UK - More than 40% of employers are considering levelling-down their pensions because they are concerned about the costs of auto-enrolment, the Association of Consulting Actuaries (ACA) has said.

Conducted as part of the ACA's submission to the ongoing review on auto-enrolment, the survey asked employers their opinion on the upcoming regulation, with 70% saying it seemed complex.

Stuart Southall, chairman of the ACA, said the full cost of auto-enrolment would not become clear until 2017, but that it was right for its administrative challenges and true costs to be tested as soon as possible.

"Larger employers must act in the run-up to 2012," he added.

The organisation suggested a shorter staging period than the current five years, which, it argued, would reduce the risk of levelling-down, as well as increase the earnings threshold before employees get auto-enroled.

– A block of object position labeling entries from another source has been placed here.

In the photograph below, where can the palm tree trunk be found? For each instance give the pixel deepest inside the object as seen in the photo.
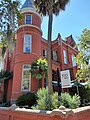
(50, 54)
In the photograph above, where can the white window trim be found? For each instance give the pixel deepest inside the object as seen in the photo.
(22, 79)
(30, 44)
(55, 55)
(45, 53)
(65, 57)
(73, 61)
(25, 18)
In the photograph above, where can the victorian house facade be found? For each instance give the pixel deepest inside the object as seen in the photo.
(31, 46)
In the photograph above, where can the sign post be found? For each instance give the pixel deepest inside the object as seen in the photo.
(65, 79)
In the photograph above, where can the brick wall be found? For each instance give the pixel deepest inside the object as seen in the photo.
(15, 113)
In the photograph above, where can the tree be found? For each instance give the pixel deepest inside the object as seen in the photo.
(39, 69)
(9, 14)
(50, 7)
(83, 57)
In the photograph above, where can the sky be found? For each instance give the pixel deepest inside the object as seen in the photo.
(73, 20)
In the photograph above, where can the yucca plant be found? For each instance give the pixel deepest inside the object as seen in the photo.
(39, 69)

Currently, 41% of survey respondents said the legislation was likely or highly likely to result in levelling-down in existing schemes.

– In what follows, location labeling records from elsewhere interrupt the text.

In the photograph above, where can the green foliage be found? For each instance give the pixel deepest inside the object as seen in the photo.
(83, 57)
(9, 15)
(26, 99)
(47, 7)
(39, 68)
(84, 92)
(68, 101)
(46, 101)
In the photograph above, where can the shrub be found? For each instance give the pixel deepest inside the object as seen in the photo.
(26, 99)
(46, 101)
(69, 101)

However, the respondents, part of 210 companies with £166bn in assets under management, overwhelmingly supported the principle behind auto-enrolment, with 75% in favour of the plans.

While most were in favour of no single part of the legislation, 29% of respondents disagreed with the establishment of the National Employment Savings Trust (NEST), while a further 22% said existing providers could assume the role given to NEST.

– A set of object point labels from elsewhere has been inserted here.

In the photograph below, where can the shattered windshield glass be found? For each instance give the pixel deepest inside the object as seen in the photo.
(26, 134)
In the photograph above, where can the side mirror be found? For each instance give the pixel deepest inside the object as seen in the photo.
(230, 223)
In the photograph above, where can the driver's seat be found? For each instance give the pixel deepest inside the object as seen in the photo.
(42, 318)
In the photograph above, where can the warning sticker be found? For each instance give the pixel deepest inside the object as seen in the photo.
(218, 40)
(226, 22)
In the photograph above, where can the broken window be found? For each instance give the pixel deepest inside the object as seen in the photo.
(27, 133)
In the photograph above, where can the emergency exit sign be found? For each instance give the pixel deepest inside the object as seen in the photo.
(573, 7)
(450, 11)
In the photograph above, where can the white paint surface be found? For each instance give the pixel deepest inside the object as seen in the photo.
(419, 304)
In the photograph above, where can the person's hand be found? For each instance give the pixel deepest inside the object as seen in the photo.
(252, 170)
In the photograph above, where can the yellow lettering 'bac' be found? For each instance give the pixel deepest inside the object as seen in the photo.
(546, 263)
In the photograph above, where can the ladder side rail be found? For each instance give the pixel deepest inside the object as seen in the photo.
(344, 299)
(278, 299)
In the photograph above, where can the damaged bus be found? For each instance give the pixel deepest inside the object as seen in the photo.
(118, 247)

Additionally, 60% believe employers with fewer than five workers should not be required to auto-enrol, while almost two-thirds of respondents thought the requirement to re-enrol people who opt out every three years should be removed.

In other news, two out of every three pounds paid into defined benefit schemes go toward paying off deficits, a study of FTSE100 companies by KPMG has revealed.

The survey, which looks at data from last year, further found that only 3% of the top 100 companies now had pension funds without a deficit, up drastically from 2007, when one in five could still make that claim.

Mike Smedley, a pensions partner at the consultancy, said that while the figures may look alarming, they were a result of the economic environment,

"The key message to sponsoring companies, pension fund trustees and regulators is to maintain a long-term view and avoid knee-jerk reactions," he said.

"The most important thing in securing the future of pension provision is to secure the future of the business, not the other way round."

KPMG said almost all companies could solve their funding shortfalls, if discretionary cash flow included capital expenditure and dividends for three years, leaving only 3% with a deficit.

However, as the economy recovers and businesses strengthen, Smedley said it was important for trustees to "support the competitiveness of their employer and its ability to access finance".

He added: "This will include recognising capital providers are essential to business success and the right balance needs to be struck around pension funding."